HPC challenge: Global Data-Intensive Grid Collaboration

Title:
Global Data-Intensive Grid Collaboration

Contact person:
Buyya, Rajkumar, Melbourne University (raj@cs.mu.oz.au)

Author(s):

Kim Branson, Walter and Eliza Hall Institute for Medical Research

Rajkumar Buyya, University of Melbourne

Susumu Date, Osaka University

Benjamin Khoo, IBM (Global Services)

Baden Hughes, University of Melbourne

Rafael Moreno-Vozmediano, Complutense University of Madrid

Jon Smillie, Australian National University

Srikumar Venugopal, University of Melbourne

Jia Yu, University of Melbourne

Lyle Winton, University of Melbourne

Problem statement:

In a diverse range of disciplines, researchers are constrained by the inability to efficiently process large-scale, "distributed data-sets" in an integrated, context sensitive fashion. Additionally, multidisciplinary and collaborative international projects are becoming more common, necessitating solutions which enable geographically distributed research teams to collaboratively collect, store, analyze, visualize, and interpret data. Within the disciplines (high-energy physics, natural language processing, portfolio analysis, molecular-docking and neuroscience) considered in this proposal, there exists a requirement to provide a unified yet flexible infrastructure for on-demand sharing, managing, and analysing distributed data-sets.

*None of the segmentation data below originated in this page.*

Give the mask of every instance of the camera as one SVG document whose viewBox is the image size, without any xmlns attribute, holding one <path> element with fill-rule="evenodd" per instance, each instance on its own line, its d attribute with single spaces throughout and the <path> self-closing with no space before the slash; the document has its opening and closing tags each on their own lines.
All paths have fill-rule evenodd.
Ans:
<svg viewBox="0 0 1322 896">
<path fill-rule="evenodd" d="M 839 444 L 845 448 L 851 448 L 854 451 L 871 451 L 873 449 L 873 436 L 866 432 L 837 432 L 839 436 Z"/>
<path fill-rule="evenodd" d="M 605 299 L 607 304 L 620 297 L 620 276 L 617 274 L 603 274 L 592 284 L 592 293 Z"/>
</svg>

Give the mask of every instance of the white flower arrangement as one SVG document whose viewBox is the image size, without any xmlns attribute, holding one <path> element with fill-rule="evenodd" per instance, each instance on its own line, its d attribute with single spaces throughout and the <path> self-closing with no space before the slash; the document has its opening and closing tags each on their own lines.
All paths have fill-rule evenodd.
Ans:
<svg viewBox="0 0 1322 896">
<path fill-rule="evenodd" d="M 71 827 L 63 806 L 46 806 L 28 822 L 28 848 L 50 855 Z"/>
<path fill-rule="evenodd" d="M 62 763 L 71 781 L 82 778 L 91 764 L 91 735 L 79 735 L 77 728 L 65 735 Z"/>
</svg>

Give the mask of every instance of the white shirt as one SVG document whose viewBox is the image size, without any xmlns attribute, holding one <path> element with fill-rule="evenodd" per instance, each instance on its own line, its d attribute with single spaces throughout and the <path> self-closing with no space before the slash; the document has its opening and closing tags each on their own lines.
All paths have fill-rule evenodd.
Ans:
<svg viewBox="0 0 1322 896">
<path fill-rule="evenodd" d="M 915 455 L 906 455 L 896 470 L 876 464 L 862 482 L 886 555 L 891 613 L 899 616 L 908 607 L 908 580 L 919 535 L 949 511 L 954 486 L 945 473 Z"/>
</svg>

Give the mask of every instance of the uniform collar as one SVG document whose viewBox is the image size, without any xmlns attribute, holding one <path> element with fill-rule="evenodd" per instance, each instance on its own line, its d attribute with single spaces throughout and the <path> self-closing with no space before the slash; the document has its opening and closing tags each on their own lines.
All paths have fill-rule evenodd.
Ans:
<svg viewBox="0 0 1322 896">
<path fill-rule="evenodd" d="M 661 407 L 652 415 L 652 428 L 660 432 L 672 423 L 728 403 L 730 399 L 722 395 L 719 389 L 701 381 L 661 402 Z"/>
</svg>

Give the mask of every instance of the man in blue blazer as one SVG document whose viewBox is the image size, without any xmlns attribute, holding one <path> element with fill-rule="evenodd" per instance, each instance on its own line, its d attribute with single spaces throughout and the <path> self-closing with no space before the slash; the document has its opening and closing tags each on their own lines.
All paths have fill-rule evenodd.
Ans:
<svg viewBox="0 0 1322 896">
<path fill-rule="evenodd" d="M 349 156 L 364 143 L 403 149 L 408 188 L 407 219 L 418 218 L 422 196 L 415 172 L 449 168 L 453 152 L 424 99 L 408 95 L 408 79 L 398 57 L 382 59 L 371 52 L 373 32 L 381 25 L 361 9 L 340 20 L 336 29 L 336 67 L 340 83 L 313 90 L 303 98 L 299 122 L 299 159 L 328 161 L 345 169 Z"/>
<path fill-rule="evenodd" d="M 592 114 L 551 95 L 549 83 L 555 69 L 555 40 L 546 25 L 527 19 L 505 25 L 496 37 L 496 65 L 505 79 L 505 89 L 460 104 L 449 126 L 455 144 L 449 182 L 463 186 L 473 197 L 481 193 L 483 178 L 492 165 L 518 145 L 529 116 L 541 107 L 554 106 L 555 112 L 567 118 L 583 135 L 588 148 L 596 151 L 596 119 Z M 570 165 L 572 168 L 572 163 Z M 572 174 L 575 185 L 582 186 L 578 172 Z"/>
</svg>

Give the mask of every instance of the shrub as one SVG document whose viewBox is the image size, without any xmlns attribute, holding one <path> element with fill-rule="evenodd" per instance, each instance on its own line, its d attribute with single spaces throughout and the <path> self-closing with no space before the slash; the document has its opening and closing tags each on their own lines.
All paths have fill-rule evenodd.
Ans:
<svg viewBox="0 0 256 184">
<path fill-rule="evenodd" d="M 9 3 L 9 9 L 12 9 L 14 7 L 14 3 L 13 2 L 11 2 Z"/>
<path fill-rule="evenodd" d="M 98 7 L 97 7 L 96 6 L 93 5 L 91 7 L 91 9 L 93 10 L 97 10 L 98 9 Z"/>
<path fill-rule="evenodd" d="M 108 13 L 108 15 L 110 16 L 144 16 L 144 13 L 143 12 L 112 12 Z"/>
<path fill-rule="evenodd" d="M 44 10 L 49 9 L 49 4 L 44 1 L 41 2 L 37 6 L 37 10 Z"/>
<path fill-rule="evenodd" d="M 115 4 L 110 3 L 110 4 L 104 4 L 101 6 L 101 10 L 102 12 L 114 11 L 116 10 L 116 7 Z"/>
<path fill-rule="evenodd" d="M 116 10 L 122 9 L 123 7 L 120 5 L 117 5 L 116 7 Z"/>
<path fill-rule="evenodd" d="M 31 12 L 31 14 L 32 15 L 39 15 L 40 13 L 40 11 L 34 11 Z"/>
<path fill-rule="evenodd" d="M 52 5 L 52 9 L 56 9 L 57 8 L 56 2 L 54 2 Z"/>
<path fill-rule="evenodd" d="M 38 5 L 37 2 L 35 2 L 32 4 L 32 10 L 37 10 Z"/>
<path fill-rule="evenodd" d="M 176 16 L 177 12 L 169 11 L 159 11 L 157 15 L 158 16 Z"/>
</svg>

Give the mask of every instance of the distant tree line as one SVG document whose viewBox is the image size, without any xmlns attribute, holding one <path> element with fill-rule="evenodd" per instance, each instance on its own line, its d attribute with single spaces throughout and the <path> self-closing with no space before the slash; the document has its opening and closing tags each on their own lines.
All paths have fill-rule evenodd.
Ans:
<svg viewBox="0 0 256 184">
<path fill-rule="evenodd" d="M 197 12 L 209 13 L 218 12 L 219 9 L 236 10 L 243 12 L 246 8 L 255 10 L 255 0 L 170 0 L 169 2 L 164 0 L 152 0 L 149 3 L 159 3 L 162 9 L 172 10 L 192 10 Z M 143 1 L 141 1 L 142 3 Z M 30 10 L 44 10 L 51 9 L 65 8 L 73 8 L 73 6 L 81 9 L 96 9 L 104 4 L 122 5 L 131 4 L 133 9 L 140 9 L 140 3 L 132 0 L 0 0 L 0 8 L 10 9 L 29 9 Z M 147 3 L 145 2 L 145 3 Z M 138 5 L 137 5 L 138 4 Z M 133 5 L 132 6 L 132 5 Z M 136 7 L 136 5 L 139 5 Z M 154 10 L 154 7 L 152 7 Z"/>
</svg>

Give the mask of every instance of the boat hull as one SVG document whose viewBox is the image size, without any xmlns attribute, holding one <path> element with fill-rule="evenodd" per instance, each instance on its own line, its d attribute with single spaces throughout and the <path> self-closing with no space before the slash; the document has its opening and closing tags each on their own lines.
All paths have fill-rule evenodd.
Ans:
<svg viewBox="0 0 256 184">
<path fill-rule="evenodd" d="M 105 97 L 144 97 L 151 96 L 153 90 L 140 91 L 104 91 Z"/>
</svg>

Emerging Grid technologies have been proposed as a potential solution as they enable efficient sharing and aggregation of heterogeneous, geographically distributed and dynamically available resources. However, in the context of distributed data-intensive and multi-components applications, there are significant challenges yet to be addressed at both the applications and infrastructure level. At the application level, workflow specification, discovery of and subsequent collation of multi-modal components, compatibility of a variety of data formats, algorithm adaptation, formal representations and composition represent problematic areas. At the Grid infrastructure level, advancement is needed in the areas of tools, programming framework, scheduling, resource management, economy of computations, quality-of-service, and as well as security and interoperability.

Approach:

We have assembled applications, resources, and technologies of both tightly and loosely coordinated groups and institutions around the world to demonstrate both HPC Challenges: Most Data-Intensive and Geographically Distributed Applications. The only requirement of being a member of this collaboration is that they are able to provide access to their Grid resources.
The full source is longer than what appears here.